I used to teach a unit about the history of the English language. It sounds like a very academic (i.e. "boring") topic, but I think it turned out to be be more interesting than most of my students expected.

It all starts with invasions. Three Germanic tribes invade Britain during the 5th century AD. The Angles, the Saxons and the Jutes, crossed the North Sea from what today is Denmark and northern Germany.

The people of Britain spoke a Celtic language and the invaders pushed them west and north into what is now Wales, Scotland and Ireland. Which tribe dominated? Well, the Angles who came from Angleland were successful enough to give us - through some mispronunciations  of Angleland - "Englaland" later England. Their language was called "Englisc."  And most of us have heard the term Anglo-Saxon.  The Jutes, who settled in Southern Britain, didn't fare as well.

When I was in college, a professor played us recordings of Old English. I expected it to sound like Shakespeare or Chaucer, but it sounded like a foreign language. You could hear hints of German, Norse an, as I was taught, some Latin and Celtic.

Old English is the English of Beowulf, and it sounds like another language. To me it sounded more like German, with some Latin, Norse, and Celtic influences.
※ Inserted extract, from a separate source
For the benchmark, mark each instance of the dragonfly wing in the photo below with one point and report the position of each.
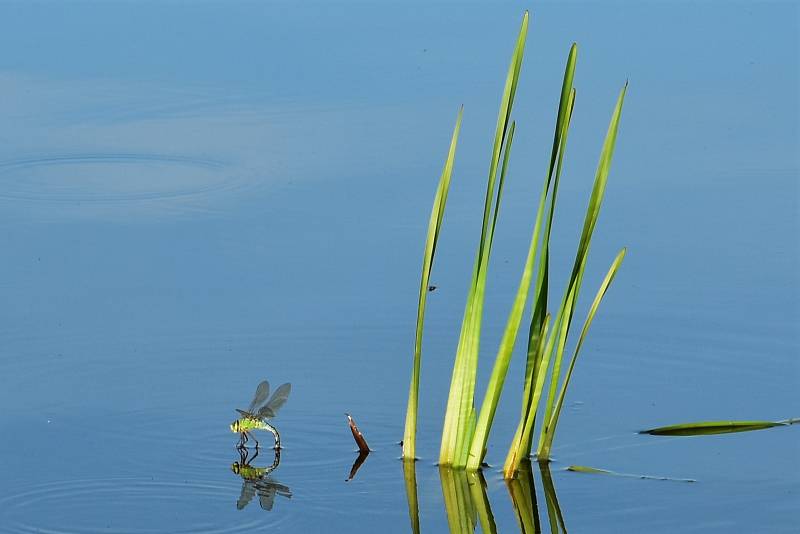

Listen to this brief excerpt:

Beowulf might sound like something J.R.R. Tolkien made up for his elves to speak in The Lord of the Rings.

So, we had speakers of “Old English,” “Middle English,” and “Modern English.” Shakespeare, much to my freshmen English students' disbelief, was speaking Modern English.
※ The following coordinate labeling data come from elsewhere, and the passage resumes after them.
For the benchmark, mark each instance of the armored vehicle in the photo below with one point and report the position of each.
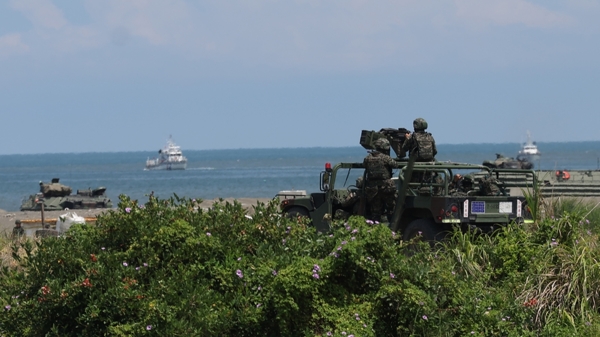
(428, 202)
(509, 162)
(55, 196)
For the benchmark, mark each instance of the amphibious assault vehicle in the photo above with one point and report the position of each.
(56, 196)
(509, 162)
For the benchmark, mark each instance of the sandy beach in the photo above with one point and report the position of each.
(7, 219)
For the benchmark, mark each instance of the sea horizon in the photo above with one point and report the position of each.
(237, 173)
(517, 144)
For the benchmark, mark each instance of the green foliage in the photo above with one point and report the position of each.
(170, 268)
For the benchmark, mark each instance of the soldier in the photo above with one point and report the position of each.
(350, 205)
(18, 231)
(460, 185)
(380, 190)
(420, 142)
A few, but not that many, modern English words come from Old English. Some of them are commonly used ones like our articles, pronouns and prepositions.
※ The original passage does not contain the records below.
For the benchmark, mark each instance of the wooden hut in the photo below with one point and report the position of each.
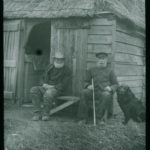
(35, 29)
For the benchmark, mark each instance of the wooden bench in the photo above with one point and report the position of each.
(69, 100)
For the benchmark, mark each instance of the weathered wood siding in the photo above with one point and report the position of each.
(99, 39)
(129, 58)
(11, 53)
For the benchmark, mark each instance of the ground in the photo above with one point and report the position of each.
(63, 133)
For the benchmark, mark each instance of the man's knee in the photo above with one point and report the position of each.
(34, 90)
(50, 93)
(86, 92)
(106, 94)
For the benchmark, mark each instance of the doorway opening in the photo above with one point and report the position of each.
(37, 56)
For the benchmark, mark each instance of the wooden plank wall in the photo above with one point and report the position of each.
(129, 59)
(11, 38)
(99, 39)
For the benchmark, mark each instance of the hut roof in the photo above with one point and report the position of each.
(133, 10)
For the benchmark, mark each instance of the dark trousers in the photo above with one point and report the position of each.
(40, 95)
(103, 102)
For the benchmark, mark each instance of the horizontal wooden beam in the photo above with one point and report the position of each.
(68, 103)
(11, 27)
(9, 63)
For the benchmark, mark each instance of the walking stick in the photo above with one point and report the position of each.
(94, 114)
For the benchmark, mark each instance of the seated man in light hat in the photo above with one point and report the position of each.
(55, 81)
(105, 83)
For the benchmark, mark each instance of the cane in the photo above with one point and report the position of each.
(94, 114)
That Middle English period (1100-1500) got a kickstart from William the Conqueror, the Duke of Normandy (part of modern France), in 1066 when he invaded and conquered England.

These "Normans" spoke a form of French that became the language of the Royal Court, the ruling class and business classes. there was certainly a class division based on language. The lower classes spoke English and the upper classes spoke French.

But, by the 14th century, English became dominant again, though many French words had been added. Enter Middle English.

This was the English of the poet Chaucer. A bit more understandable to us today that Old English, but still difficult - as any student who had to study Chaucer's Canterbury Tales will tell you.

Take a listen to his Prologue:

Around 1500, there is a distinct change in pronunciation (actually called "The Great Vowel Shift") with vowels being pronounced shorter. The British are much more global and connecting with other languages. Add in the Renaissance of classical learning, and the invention of printing and we get a much more common language. Books being cheaper meant more people learned to read and that led to standardization of English spelling and grammar.

The dialect of London, home of the publishing houses, was the standard. In 1604 the first English dictionary was published.

Though the Early Modern English of Shakespeare still sounds odd to students, the big change that comes after this to late Modern English (1800+) is mostly vocabulary.

For that, we can point to the Industrial Revolution and technology which created many new words (and still does today) and at that time the British Empire was at its height globally. English was spoken around the world and also took on many words from around the world.